30 interesting facts about Pennsylvania
- The Commonwealth of Pennsylvania is a state located in the Northeastern and Middle Atlantic regions of the United States.
- Philadelphia is the largest city in Pennsylvania and the sixth-most-populous city in the United States.
- Pennsylvania capital is Harrisburg.
- Total Area: 33rd among states, 119,290 sq km (46,058 sq mi).
- In 2008, the population of Philadelphia was estimated to be over 1.54 million, while the Greater Philadelphia metropolitan area's population of 5.8 million made it the country's fifth-largest.
- The nation's first circulating library, the Library Company of Philadelphia, was founded in 1731 by Benjamin Franklin and others.
- The state borders Delaware and Maryland to the south, West Virginia to the southwest, Ohio to the west, New York and Ontario, Canada to the north, and New Jersey to the east.

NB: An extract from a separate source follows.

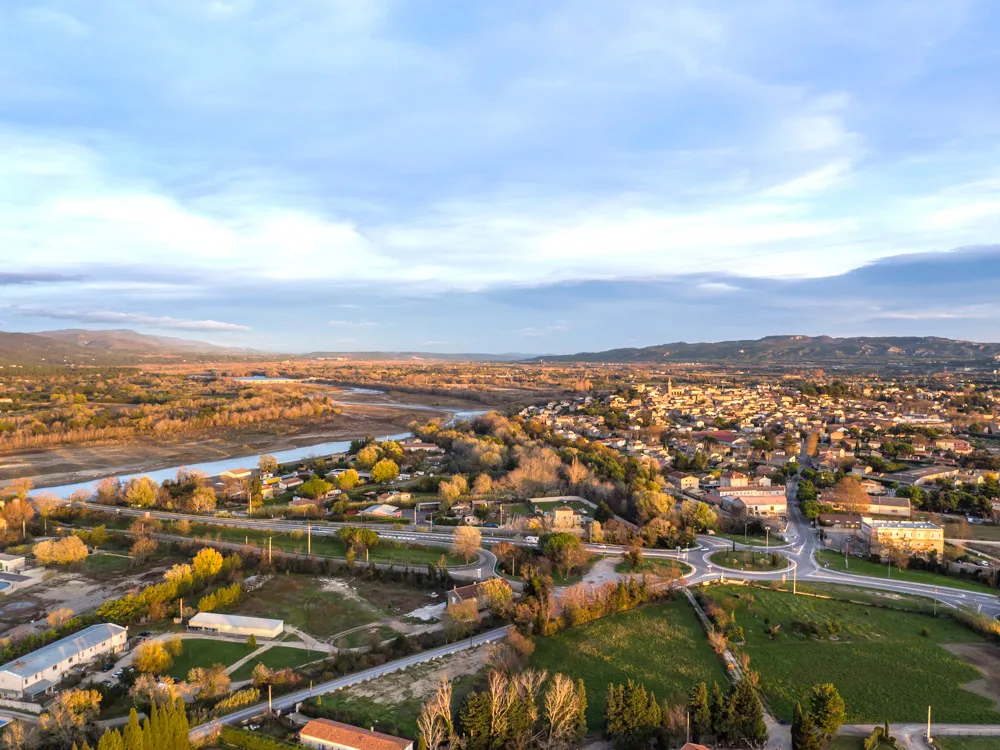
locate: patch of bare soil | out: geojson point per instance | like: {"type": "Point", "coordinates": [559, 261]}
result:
{"type": "Point", "coordinates": [985, 658]}
{"type": "Point", "coordinates": [78, 463]}
{"type": "Point", "coordinates": [421, 681]}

- Popular nicknames for Philadelphia include Philly and The City of Brotherly Love.
- The state's four most populous cities are, respectively, Philadelphia, Pittsburgh, Allentown and Erie. The state capital is Harrisburg.

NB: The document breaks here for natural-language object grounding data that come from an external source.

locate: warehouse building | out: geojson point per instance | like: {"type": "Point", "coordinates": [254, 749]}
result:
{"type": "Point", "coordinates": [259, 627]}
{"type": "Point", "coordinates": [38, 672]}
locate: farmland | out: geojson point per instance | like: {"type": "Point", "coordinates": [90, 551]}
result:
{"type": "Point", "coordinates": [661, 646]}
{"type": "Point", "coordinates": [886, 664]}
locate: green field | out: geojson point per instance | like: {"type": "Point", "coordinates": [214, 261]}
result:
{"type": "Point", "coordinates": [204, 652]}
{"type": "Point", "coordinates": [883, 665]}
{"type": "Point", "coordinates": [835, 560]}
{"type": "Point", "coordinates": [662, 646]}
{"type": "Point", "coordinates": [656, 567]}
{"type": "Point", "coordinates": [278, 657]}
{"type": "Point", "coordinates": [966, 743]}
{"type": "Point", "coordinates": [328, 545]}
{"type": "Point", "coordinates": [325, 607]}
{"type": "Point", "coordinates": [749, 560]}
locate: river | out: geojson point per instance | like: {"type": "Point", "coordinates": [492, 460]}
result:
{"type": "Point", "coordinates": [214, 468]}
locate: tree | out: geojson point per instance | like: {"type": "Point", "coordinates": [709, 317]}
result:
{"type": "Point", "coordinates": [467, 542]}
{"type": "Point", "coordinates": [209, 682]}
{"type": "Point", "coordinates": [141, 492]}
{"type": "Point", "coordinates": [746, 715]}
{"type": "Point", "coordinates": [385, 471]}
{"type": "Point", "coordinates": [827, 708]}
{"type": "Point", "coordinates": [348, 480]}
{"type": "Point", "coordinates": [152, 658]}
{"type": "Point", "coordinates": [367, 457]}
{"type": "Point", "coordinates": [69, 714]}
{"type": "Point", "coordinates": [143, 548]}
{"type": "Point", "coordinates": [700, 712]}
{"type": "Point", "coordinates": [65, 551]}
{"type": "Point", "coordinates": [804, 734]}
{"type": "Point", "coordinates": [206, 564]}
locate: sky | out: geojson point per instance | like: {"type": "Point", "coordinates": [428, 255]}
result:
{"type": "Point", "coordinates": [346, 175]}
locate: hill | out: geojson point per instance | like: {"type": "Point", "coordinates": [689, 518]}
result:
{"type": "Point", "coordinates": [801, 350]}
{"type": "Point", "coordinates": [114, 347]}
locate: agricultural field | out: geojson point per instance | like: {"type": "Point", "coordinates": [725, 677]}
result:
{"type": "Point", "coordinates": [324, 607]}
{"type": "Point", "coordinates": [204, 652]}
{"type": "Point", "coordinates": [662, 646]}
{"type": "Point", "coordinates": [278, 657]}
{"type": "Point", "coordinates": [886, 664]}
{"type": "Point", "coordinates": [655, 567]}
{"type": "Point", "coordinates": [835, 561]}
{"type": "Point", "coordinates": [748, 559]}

- In 1869 a Philadelphia garment worker, Uriah S. Stephens, helped found one of the first
- major national labor unions, the Knights of Labor.
- Pennsylvania has 51 miles (82 km) of coastline along Lake Erie and 57 miles (92 km) of shoreline along the Delaware Estuary.
- Each February national attention is focused on Punxsutawney, where according to lore the emergence of a groundhog from its burrow predicts the number of weeks remaining of winter.
- Pennsylvania has been known as the Keystone State since 1802, based in part upon its central location among the original Thirteen Colonies forming the United States, and also in part because of the number of important American documents signed in the state (such as the Declaration of Independence).
- Hershey is considered the Chocolate Capital of the United States.
- Another one of Pennsylvania's nicknames is the Quaker State; in colonial times, it was known officially as the Quaker Province, in recognition of Quaker William Penn's First Frame of Government constitution for Pennsylvania that guaranteed liberty of conscience.
- The first commercial broadcast station in the world was KDKA in Pittsburgh, which started daily schedule broadcasting on November 2, 1920.
- Other nicknames: "The Coal State", "The Oil State", and "The Steel State".
- The first all-motion-picture theater in the world was opened on Smithfield Street in Pittsburgh on June 19, 1905, by John P. Harris and Harry Davis.
- "The State of Independence" currently appears on many road signs entering the state.
- Pennsylvania is the first state of the fifty United States to list their web site URL on a license plate.
- Pennsylvania became the second state to ratify the U.S. Constitution on December 12, 1787, five days after Delaware became the first.
- The Warner brothers began their careers in western Pennsylvania.
- James Buchanan, of Franklin County, was the only bachelor President of the United States and the only one to be born in Pennsylvania.
- The earliest successful experiment of Thomas A. Edison with electric lighting was made in Sunbury.
- The Battle of Gettysburg—-the major turning point of the Civil War—took place near Gettysburg.
- The first U.S. zoo was built in Philadelphia in 1876.
- Pennsylvania was also the home of the first commercially drilled oil well. In 1859, near Titusville, Pennsylvania, Edwin L. Drake successfully drilled the well, which led to the first major oil boom in United States history.
- Independence Hall and the Liberty Bell belong today to the city of Philadelphia, which purchased the property for $70,000 from the Commonwealth of Pennsylvania in 1816.
- In 1923 President Calvin Coolidge established the Allegheny National Forest under the authority of the Weeks Act of 1911 in the northwest part of the state in Elk, Forest, McKean, and Warren Counties for the purposes of timber production and watershed protection in the Allegheny River basin. The Allegheny is the state's only national forest.